Ma mère aussi me disait souvent : "de toute façon, toi, je te connais !!!" avant de m'énumérer la liste de défauts qu'elle me trouvait. Au fond elle ne connaissait que le masque qu'elle m'avait plaqué presque depuis ma naissance. Elle ne regardait jamais au delà. Elle était persuadée d'avoir raison et de me connaître mieux que moi-même. J'étouffais sous toutes les étiquettes qu'elles m'a attribuées sans même y réfléchir. Elle détestait les remises en question et n'admettait pas les contradictions. Dans ma famille, avant d'avoir pu émettre des avis qui étaient vraiment pris en compte, j'ai dû attendre d'avoir 15 ans. Avant, ce que je disais était le plus souvent considéré comme un ramassis de bêtises infantiles sans intérêt, que ce soit par ma mère, mon père, ou mes frères, d'ailleurs. "Tais-toi", me disait-on. "Tais-toi, tu dis n'importe quoi." Ou alors, l'incontournable variante : "Quand on te dit quelque chose, tu obéis !". Bref, une ouverture d'esprit phénoménale !...
Au fond, tu te disais : je vais vous montrer que je suis quelqu'un d'aussi bien et même mieux que vous, même si vous ne me croyez pas !! C'est cela, non ?
Ma mère voulait me modeler a son image, pour me faire faire ce qu'elle-même n'a pas accompli, et elle tenait à ce que je lui en fournisse les moyens.
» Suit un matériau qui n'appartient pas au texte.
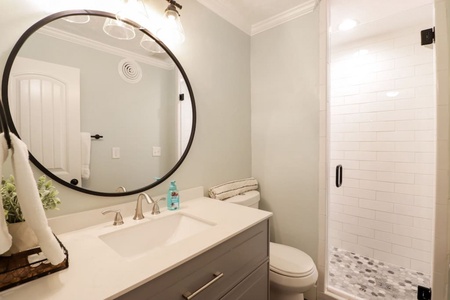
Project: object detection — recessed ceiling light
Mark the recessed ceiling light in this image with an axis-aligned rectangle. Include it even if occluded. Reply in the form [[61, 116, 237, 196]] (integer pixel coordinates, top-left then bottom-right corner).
[[338, 19, 358, 31]]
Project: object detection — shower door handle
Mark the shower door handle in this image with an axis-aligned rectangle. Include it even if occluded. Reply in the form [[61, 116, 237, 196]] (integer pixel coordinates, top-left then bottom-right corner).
[[336, 165, 342, 187]]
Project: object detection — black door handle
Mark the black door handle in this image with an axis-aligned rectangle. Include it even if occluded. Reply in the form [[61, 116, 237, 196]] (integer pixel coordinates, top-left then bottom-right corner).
[[336, 165, 342, 187]]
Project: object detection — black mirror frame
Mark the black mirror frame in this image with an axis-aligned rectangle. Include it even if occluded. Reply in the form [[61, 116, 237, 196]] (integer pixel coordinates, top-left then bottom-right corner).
[[0, 10, 197, 197]]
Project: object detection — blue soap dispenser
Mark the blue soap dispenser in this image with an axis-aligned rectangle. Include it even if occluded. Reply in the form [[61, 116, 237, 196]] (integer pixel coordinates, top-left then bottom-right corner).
[[167, 180, 180, 210]]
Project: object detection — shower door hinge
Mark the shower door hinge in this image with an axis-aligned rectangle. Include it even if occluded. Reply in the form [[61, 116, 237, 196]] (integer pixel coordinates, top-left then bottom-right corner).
[[420, 27, 436, 46], [417, 285, 431, 300]]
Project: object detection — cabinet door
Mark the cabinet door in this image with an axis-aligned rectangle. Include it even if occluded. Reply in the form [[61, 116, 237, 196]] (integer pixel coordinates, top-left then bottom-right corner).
[[221, 262, 269, 300]]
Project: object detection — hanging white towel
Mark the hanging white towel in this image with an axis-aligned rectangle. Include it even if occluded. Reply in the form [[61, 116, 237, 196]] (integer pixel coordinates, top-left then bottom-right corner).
[[208, 177, 258, 200], [81, 132, 91, 179], [0, 133, 12, 254], [11, 134, 65, 265]]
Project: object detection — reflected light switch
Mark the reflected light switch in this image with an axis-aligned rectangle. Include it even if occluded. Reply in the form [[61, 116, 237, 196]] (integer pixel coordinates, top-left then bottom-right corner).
[[153, 146, 161, 156], [112, 147, 120, 159]]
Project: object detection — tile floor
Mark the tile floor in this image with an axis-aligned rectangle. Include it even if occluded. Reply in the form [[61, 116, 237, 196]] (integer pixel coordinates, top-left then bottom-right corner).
[[328, 248, 430, 300]]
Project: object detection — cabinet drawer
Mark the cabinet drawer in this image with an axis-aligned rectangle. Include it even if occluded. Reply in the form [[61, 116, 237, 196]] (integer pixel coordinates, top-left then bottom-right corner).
[[117, 221, 269, 300], [220, 261, 269, 300]]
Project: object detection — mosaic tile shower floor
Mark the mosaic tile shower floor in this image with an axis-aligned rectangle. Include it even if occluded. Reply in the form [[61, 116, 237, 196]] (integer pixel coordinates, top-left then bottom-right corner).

J'étais son instrument de réussite. Mais c'était sans compter sur la résistance acharnée, plus ou moins inconsciente, que je lui ai opposée. Moi-même, je ne pouvais pas la contrer : c'était comme un processus d'autodestroction : une fois que le compte à rebours avait commence, moi-même je n'avais pas le pouvoir de l'arrêter. Je ne pouvais que regarder défiler les chiffres avec une horreur croissante, en pensant à l'explosion que je ne pourrais pas empêcher, même si je le voulais. J'ai sacrifié mon propre avenir pour sauvegarder mon intégrité psychique.
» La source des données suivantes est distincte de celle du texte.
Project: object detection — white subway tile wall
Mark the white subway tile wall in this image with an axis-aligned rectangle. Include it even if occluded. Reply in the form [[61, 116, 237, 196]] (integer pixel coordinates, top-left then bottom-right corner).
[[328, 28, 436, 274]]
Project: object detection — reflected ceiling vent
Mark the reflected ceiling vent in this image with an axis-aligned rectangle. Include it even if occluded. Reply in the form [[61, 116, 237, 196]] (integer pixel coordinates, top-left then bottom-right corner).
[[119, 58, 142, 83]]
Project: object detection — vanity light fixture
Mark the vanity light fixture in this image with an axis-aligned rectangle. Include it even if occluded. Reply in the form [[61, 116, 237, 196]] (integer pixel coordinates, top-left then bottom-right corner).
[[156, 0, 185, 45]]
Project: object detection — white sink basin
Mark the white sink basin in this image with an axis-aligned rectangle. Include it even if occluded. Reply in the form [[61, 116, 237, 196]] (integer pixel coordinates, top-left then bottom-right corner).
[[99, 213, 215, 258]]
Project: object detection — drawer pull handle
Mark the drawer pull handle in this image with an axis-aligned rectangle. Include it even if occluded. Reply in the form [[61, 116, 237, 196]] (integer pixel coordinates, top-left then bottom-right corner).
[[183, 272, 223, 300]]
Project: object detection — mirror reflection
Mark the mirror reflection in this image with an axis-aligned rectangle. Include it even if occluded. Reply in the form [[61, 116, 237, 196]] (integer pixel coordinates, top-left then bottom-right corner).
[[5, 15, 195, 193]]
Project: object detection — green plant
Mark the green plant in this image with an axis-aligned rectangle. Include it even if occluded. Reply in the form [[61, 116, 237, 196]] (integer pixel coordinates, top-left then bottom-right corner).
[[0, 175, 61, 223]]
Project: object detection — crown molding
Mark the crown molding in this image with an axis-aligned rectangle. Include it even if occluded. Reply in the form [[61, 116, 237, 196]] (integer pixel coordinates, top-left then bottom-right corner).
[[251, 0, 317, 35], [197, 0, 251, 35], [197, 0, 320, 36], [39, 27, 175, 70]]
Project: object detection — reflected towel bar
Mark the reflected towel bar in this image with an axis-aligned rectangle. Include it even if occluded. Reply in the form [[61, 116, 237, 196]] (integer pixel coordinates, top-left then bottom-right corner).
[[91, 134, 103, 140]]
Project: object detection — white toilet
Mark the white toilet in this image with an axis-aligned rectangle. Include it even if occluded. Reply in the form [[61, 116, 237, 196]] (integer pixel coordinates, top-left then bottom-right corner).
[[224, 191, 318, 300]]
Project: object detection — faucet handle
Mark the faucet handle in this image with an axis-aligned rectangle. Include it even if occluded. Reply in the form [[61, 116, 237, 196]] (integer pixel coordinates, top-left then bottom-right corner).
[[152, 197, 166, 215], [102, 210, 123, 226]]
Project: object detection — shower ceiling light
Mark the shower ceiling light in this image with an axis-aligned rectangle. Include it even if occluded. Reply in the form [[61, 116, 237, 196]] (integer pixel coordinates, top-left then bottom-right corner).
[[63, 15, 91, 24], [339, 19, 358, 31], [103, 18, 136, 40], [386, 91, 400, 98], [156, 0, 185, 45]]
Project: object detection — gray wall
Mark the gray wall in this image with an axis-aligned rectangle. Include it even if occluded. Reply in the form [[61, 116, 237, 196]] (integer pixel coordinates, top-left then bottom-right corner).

A 9 ans, curieusement, je rêvais de devenir médecin. Mais je ne savais pas d'où me venait ce rêve. Mais c'est normal, car ce n'était pas le mien. C'était celui de ma mère, c'était son ambition. A 10 ans, je rêvais de devenir chercheur en biologie, eh bien ce n'était pas le mien non plus : c'était celui de mon frère, sur lequel ma mère m'a dit de prendre exemple. Pour être obéissante, je l'étais ! Mais je n'ai jamais parlé de mes projets à ma mère, je savais bien qu'elle se moquerait de moi dans ce cas, car elle pensais que j'étais peu intelligente et sans envergure, contrairement à son fils adoré. Et puis ça aurait concordé trop mal avec mon image d'éternel bébé de la famille (quand on a 8 ans de moins que les autres, c'est difficile à éviter). Bon, quelques années après, j'ai bien compris que tout cela était nettement hors de ma portée. ET puis de toute manière, ce n'était pas mon désir à moi. Le mien, je crois bien que je n'ai jamais pu l'élaborer, j'ai été "parasitée" par ceux des autres pour moi.